Entre as várias assinaturas de Tarantino (referências a filmes de faroeste e kung fu, fetiche por pés, impasses mexicanos, loiras), a violência com um ar de sadismo e humor negro é a mais marcante. Podemos até usar o neologismo "tarantinesco" quando queremos nos referir a uma cena de muito sangue e crueldade.

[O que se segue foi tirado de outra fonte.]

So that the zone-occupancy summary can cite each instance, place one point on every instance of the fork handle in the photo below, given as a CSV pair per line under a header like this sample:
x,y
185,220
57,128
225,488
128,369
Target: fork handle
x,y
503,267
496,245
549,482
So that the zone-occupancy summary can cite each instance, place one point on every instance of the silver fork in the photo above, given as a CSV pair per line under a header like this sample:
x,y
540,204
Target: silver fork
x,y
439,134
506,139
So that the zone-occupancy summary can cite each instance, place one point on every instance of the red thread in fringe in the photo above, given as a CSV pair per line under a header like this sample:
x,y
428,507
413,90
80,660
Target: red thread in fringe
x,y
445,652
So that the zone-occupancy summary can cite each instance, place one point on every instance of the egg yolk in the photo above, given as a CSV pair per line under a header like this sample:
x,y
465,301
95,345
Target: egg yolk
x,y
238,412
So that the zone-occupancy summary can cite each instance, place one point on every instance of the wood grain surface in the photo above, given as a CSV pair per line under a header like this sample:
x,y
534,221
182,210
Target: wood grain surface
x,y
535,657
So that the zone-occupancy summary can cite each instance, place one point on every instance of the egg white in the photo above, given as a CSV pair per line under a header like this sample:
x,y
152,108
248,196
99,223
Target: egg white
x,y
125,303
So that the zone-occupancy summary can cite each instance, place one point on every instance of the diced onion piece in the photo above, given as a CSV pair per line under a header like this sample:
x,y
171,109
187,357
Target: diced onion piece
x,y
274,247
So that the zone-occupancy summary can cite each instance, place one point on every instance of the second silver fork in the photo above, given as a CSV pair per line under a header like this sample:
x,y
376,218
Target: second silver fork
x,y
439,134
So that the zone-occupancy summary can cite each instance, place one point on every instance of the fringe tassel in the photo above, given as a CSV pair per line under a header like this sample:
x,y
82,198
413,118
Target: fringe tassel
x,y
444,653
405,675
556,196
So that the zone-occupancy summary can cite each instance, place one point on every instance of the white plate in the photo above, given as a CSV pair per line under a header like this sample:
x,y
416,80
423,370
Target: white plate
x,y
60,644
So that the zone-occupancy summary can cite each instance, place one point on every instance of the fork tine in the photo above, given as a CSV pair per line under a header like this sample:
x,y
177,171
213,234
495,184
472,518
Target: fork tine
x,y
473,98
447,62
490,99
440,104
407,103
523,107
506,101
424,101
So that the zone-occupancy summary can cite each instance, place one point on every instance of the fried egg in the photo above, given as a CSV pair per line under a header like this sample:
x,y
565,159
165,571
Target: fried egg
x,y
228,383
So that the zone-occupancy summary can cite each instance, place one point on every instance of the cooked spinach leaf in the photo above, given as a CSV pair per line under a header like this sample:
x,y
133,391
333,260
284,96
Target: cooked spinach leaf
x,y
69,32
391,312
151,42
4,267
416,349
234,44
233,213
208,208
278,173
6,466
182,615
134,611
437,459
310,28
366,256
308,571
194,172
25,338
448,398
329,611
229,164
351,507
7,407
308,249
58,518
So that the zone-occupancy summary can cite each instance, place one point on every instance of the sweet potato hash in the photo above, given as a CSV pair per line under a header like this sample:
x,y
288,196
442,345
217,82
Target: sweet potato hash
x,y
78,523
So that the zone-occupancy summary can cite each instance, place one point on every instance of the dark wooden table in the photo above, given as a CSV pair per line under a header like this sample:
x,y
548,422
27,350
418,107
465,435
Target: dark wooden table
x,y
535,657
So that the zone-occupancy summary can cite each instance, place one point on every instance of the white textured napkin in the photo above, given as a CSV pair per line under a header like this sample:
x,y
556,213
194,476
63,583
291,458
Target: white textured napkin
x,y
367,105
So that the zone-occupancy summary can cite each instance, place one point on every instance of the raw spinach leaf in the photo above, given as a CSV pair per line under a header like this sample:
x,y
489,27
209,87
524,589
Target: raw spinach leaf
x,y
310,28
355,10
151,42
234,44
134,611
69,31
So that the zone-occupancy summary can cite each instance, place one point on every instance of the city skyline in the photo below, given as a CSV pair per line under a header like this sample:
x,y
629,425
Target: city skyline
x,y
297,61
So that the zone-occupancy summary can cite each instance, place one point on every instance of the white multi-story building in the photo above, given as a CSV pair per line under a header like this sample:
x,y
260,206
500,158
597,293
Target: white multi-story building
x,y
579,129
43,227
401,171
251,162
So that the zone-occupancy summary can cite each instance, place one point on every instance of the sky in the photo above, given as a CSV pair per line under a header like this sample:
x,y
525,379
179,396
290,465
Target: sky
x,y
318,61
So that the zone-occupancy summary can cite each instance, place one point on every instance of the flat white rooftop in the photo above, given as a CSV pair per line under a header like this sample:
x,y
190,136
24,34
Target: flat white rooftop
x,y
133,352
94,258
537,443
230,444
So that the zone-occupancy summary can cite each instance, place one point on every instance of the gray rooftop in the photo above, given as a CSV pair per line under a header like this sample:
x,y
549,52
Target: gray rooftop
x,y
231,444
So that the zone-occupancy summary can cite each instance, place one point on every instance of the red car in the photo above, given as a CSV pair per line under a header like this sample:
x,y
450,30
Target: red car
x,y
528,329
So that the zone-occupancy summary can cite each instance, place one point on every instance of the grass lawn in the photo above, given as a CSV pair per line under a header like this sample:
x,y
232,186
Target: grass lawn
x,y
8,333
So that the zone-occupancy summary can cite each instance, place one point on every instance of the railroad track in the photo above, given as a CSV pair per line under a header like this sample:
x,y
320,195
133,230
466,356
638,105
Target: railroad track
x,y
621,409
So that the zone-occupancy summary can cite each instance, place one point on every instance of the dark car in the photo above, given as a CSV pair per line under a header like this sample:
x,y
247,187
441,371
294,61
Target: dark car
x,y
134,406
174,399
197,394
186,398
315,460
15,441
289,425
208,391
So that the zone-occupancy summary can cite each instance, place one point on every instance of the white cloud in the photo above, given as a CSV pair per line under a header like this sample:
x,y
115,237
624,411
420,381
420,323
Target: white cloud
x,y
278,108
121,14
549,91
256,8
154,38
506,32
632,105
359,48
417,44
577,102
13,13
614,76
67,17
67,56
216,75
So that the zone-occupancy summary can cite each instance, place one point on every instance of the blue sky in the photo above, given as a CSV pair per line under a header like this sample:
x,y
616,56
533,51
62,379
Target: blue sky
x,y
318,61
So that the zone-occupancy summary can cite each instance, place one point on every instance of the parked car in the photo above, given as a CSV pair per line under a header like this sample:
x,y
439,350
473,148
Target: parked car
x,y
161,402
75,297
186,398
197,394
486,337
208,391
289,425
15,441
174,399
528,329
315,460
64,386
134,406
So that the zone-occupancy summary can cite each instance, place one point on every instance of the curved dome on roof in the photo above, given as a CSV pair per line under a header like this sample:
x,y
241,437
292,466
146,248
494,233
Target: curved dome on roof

Tarantino e seu fetiche por pés. |
Tarantino deixou sua marca no cinema por meio do seu peculiar estilo de terror com a elegância de uma produção, roteiro e direção de qualidade. Dito isto, é compreensível que parte do público se sinta levemente traída em Once Upon a Time... in Hollywood (2019), pois este filme de quase três horas entrega pouquíssimas cenas de violência. Apenas uma, na verdade.
Brothers. |
Desta vez Tarantino preferiu focar mais em outra de suas assinaturas: a metalinguagem. A narrativa é recheada de referências ao cinema clássico, aos filmes, atores e diretores de faroeste. O protagonista, Rick Dalton (Leonardo DiCaprio) é um ator fictício do tarantinoverso, mas ele interage com outras figuras baseadas em pessoas reais do cinema, como Roman Polanski e Sharon Tate. Tarantino teve a ousadia de colocar até o Bruce Lee na história (e mais ousadia ainda em ridicularizar o venerado mestre das artes marciais, mostrando-o como um poser e não um verdadeiro lutador).

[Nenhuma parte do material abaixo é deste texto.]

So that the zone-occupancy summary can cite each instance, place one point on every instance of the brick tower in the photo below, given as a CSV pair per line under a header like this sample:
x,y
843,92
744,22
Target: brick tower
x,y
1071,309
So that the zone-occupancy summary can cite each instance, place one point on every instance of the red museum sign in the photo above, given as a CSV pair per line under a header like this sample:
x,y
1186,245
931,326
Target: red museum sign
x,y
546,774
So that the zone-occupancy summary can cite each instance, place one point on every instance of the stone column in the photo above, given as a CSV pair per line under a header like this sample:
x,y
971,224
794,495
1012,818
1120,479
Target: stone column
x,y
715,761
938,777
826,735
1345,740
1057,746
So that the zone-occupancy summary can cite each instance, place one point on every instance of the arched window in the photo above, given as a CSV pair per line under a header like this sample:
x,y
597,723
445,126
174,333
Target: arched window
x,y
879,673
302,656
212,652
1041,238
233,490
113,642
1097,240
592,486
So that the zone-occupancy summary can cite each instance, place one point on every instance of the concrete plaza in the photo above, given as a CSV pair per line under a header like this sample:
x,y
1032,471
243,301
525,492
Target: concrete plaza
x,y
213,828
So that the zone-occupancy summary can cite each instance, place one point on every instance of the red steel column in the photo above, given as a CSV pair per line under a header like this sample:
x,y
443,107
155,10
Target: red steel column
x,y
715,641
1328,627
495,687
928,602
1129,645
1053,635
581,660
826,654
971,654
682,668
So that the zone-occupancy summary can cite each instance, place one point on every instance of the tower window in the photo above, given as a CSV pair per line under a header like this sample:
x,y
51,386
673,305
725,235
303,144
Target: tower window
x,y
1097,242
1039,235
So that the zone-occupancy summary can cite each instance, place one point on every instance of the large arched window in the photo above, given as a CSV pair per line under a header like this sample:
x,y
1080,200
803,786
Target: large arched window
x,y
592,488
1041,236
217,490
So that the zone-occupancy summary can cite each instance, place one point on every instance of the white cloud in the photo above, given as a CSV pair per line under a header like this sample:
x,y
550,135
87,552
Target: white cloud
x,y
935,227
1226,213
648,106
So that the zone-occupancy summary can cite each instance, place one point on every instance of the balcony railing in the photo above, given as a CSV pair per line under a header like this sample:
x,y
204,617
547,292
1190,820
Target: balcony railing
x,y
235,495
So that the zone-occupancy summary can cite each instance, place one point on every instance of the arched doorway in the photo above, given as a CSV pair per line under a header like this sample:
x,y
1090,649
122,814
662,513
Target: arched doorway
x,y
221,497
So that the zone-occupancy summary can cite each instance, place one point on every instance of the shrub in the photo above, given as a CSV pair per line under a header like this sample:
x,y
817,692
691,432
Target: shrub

O dia em que o Brad Pitt deu uma surra no Bruce Lee. |
A história principal gira em torno do Rick Dalton, mostrando como sua carreira de galã vai entrando em decadência, mas isso pouco importa. O interessante mesmo é o que vai se desenvolvendo paralelo a isso, uma comunidade de hippies liderados por Charles Manson (que só aparece por alguns segundos) que vão, no clímax do filme, invadir a casa de Polanski para realizar um massacre.
Bom, esse é o fato histórico. E aqui vem spoiler. Após duas horas de contação de histórias e nada de entregar a tão esperada violência tarantinesca, finalmente ela acontece, só que diferente do fato histórico.
Nessa versão surreal do mundo paralelo de Tarantino, o amigo, dublê e faz-tudo de Rick fica no caminho dos jovens hippies e desce o sarrafo neles, ou melhor, quebra vários ossos dessa galerinha, impedindo a realização do massacre ordenado por Manson. Final feliz para os atores.
O chamado Caso Tate-LaBianca foi um dos acontecimentos mais trágicos da história de Hollywood e Tarantino recriou essa história invertendo a situação. Daí o título "Era uma vez em Hollywood". Ele criou uma fantasia, refez a história, desfez a tragédia.
Se por um lado a história principal, bem como o personagem principal (vivido por DiCaprio), nada tem de interessante, por outro quem rouba a cena é o coadjuvante, Cliff Booth, interpretado por Brad Pitt que merecidamente ganhou um Oscar. Seu personagem ao mesmo tempo marrento e gente boa tem mais densidade que os demais e é o grande protagonista na única cena de violência (além do cachorro que também fez um bom trabalho).
Também a pequena Julia Butters, que na época da gravação devia ter entre 8 e 9 anos, mostrou um talento impressionante e realmente se destacou como uma revelação. Na cerimônia do Oscar, ela chamou atenção por ter levado um sanduíche na bolsa. Certa ela, já que estas cerimônias duram vááárias horas.
Enfim, desta vez Tarantino realmente se conteve na violência. Não teve os baldes e mais baldes de sangue cenográfico que ele costumava usar. É, porém, compreensível. Já que ele pretendia recriar e homenagear uma história trágica de Hollywood, preferiu guardar a violência para este único momento, aumentando a sua importância. Mas confesso que eu preferia a boa e velha violência gratuita tarantinesca.